What is a cascade failure?
cascading failure is a condition of interconnected systems when one part or component failure can lead to failure in related areas of the system that spreads to the point of total system failure. There are many types of cascading failures of events that may occur in natural and artificial systems, from electrical and computer systems to political, economic and environmental systems. The field of research known as the complexity of Science is trying to define the root causes of such failures to build into guarantees that can prevent them in the future.
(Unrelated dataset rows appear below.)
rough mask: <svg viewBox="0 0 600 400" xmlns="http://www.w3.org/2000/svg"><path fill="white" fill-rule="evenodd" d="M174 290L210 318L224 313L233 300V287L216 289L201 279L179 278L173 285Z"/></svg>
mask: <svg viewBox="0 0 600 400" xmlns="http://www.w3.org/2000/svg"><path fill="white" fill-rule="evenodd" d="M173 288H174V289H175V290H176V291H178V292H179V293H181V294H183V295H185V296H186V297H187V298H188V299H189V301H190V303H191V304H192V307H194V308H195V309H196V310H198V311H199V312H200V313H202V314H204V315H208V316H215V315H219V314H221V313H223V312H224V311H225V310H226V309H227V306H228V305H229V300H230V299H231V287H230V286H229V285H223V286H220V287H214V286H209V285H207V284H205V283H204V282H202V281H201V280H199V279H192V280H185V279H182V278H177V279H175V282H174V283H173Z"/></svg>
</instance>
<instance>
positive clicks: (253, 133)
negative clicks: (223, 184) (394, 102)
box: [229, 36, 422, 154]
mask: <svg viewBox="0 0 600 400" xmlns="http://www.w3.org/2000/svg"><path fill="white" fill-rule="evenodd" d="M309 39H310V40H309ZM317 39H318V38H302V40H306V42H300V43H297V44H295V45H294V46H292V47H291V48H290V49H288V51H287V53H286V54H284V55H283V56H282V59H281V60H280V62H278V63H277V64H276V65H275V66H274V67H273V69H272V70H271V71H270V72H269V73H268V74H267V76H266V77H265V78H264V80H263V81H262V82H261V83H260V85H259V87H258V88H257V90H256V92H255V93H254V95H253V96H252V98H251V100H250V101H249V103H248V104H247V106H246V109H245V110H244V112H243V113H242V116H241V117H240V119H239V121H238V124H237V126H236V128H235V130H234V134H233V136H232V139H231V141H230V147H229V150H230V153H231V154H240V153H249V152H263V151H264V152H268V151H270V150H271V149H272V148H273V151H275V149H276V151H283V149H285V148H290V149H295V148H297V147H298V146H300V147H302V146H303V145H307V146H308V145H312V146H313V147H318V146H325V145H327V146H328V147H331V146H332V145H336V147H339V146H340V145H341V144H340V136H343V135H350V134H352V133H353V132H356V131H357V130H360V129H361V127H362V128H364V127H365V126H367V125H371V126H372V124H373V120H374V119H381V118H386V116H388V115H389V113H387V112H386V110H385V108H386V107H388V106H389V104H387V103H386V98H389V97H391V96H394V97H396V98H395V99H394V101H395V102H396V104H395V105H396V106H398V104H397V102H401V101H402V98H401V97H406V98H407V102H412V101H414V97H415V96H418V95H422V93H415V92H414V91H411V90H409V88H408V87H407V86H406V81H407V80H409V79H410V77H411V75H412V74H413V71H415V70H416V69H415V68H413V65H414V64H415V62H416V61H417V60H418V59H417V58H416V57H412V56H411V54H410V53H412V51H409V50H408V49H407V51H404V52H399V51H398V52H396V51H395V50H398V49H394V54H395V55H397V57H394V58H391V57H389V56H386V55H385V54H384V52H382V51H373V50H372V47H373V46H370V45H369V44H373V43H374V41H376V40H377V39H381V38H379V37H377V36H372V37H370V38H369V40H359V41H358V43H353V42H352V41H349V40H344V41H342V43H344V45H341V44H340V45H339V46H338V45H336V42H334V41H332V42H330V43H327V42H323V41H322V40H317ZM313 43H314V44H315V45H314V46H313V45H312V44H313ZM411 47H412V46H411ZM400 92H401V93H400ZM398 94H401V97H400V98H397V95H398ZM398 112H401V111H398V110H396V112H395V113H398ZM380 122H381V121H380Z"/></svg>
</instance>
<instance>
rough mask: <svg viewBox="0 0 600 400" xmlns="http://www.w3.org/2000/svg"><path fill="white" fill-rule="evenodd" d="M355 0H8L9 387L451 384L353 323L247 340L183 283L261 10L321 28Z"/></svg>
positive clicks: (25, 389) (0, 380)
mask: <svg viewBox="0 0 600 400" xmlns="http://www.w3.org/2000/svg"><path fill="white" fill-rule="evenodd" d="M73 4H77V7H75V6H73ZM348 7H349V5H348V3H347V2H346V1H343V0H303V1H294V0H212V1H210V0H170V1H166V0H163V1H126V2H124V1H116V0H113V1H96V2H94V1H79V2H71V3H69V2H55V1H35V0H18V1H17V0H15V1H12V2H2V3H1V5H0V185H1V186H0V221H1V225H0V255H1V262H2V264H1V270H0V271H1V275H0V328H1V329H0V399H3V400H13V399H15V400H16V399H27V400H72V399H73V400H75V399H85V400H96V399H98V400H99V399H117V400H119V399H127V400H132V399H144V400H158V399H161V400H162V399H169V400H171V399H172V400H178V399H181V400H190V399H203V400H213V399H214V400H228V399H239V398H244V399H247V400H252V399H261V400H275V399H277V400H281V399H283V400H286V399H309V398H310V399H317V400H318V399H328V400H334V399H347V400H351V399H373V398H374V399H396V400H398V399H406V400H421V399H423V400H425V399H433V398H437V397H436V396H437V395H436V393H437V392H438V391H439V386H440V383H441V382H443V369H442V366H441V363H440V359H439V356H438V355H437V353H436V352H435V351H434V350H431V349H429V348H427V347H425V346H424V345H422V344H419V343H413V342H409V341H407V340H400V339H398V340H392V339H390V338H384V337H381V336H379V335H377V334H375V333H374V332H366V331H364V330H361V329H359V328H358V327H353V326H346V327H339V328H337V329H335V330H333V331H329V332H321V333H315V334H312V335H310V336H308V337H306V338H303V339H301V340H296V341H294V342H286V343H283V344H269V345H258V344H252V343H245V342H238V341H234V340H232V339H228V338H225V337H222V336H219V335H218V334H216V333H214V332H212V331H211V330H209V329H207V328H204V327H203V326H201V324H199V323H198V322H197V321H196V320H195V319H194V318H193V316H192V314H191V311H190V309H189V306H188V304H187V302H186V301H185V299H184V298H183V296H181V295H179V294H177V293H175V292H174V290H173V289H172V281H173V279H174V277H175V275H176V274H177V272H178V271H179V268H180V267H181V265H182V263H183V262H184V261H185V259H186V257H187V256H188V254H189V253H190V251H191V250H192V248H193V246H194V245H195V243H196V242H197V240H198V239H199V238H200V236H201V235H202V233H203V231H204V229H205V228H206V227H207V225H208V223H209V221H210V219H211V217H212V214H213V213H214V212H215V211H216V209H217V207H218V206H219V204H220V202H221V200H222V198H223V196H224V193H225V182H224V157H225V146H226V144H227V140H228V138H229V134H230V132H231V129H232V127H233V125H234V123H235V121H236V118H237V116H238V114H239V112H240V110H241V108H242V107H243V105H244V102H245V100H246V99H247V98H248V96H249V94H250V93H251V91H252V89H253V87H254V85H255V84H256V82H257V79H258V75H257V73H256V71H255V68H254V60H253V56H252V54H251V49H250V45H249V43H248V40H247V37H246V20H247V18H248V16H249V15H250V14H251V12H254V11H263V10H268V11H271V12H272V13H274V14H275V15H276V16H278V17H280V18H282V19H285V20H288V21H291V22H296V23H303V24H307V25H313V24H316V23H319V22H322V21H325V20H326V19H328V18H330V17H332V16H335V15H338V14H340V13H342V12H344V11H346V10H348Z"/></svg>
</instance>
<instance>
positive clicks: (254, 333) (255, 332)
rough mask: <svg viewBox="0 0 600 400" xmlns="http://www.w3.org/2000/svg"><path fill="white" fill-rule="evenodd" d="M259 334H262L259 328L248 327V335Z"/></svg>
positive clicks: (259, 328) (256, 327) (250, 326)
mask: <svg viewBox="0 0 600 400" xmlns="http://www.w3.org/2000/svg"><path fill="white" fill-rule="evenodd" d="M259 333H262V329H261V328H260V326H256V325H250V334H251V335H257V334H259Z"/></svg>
A common but hardly predictive type of cascading failure is the only point of failure where one component fails and the released domino effect is for the domino effect, which is for the domino effect, which is for the domino effect. An example of this took place in 1996 in the United States, when the electric lines failed in the Oregon state and caused a massive failure of the electric grid in the whole -west states of the US and Canada,that affect 4,000,000 to 10,000,000 customers. When the transfer line failed, the regional electric network caused separate transmission islands that were unable to handle increased loads, and then also failed, leading to the collapse of the whole system. A similar cascade failure occurred in the Midwest US state of Ohio in 2003, leading to the largest electric outage in American history.
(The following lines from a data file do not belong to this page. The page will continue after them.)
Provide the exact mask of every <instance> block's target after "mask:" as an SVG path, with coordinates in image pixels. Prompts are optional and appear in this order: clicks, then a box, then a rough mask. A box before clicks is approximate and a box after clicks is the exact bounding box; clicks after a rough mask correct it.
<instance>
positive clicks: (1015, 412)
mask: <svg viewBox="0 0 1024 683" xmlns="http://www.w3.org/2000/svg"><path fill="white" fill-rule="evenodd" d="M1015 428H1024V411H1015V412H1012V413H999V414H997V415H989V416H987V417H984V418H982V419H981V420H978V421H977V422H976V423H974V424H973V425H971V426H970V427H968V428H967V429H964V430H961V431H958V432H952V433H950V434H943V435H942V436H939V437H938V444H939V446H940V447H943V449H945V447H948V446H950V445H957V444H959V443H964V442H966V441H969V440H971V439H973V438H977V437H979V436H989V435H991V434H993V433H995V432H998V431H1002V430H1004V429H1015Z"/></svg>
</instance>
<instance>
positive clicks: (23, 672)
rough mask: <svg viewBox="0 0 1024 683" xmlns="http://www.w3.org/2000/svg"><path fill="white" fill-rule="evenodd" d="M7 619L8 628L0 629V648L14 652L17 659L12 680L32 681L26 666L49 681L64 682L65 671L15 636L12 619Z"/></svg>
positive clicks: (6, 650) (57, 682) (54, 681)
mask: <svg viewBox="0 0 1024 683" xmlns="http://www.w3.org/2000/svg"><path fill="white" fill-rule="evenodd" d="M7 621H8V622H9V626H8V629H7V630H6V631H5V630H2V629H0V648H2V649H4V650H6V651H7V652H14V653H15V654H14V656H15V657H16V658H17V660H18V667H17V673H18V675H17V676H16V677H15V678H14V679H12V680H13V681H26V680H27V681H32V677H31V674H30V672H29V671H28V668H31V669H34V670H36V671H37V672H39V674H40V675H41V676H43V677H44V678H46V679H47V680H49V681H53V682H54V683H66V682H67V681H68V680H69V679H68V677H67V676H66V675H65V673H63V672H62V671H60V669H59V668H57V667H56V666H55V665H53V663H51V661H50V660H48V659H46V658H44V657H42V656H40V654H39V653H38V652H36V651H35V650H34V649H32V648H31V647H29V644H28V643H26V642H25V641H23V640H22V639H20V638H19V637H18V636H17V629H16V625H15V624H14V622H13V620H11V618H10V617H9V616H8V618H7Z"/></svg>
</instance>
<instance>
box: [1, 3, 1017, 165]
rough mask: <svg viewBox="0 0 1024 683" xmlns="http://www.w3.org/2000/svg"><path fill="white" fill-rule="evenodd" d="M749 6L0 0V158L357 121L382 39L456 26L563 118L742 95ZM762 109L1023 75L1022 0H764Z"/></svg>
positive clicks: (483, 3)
cascade failure often involves multiple systems that fail as a result of a butterfly, where a seemingly very small event waved to produce much larger. An example of this is the accident of the DC-10 aircraft above Paris in France in 1974, which killed everyone on board. A later investigation into the cause of the accident revealed that the cargo bay door was not properly fastened. The man most responsible for this reputally could not read English and therefore was unable to read instructions on how to fix the door properly.
Technical design for cargo doors allowed to be closed without the latches to be fully involved. When the aircraft climbed to 13,000 feet (3,962 meters), the internal pressure caused the door to retreat and explosive decompression around the door when it discarded damaged hydraulic control in the area, causing pilots to eventually lose complete control of the aircraft. It is difficult to determine the root cause of such a cascading failure. It includes regions of education, government policy for hiring immigrants, utilities for hydraulics and avionics, and informal social support systems in the working environment.
High -voltage system power grilles are the most important example of large cascade failures of events, but failures in large systems are not rare. From traffic jams to accidents on the market or forest fires Thna At the beginning of a single spark are large systemic accidents often a direct consequence of what is known as an event of a Byzantine failure where the system fails unusualIn a way, it often continues to function and damages its environment before it turns off completely. Such events reveal the basic state of all complex systems described by chaos theories, which is a condition of sensitive dependence. It is expected that each part of the system will behave to a certain extent of parameters, and when it wanders outside this range, it can initiate a chain reaction that changes the behavior of the whole system.
Kessler's syndrome is one of the examples where science tries to get in front of the curve and predict cascade failure before it happens. Based on the theories of Donald Kessler in 1978, an American scientist working for the National Aviation and Space Administration (NASA), maps the effects of collision of objects in the low orbit of the Earth (Leo). Such precipitation during time -fuel exponential increase in the number of small particles in Leo, known as a belt of fragments, so space trips are much more risky than before. More than 500,000 pieces of debris in orbit passengers up to 17,500 miles per hour (28,64 kilometers per hour) withIt has been ice since 2011 to prevent future catastrophic collisions. The particles as small as marble could cause irreparable damage to a military or scientific spacecraft after the impact, resulting in possible death or political and ecological impacts of unforeseen dimensions.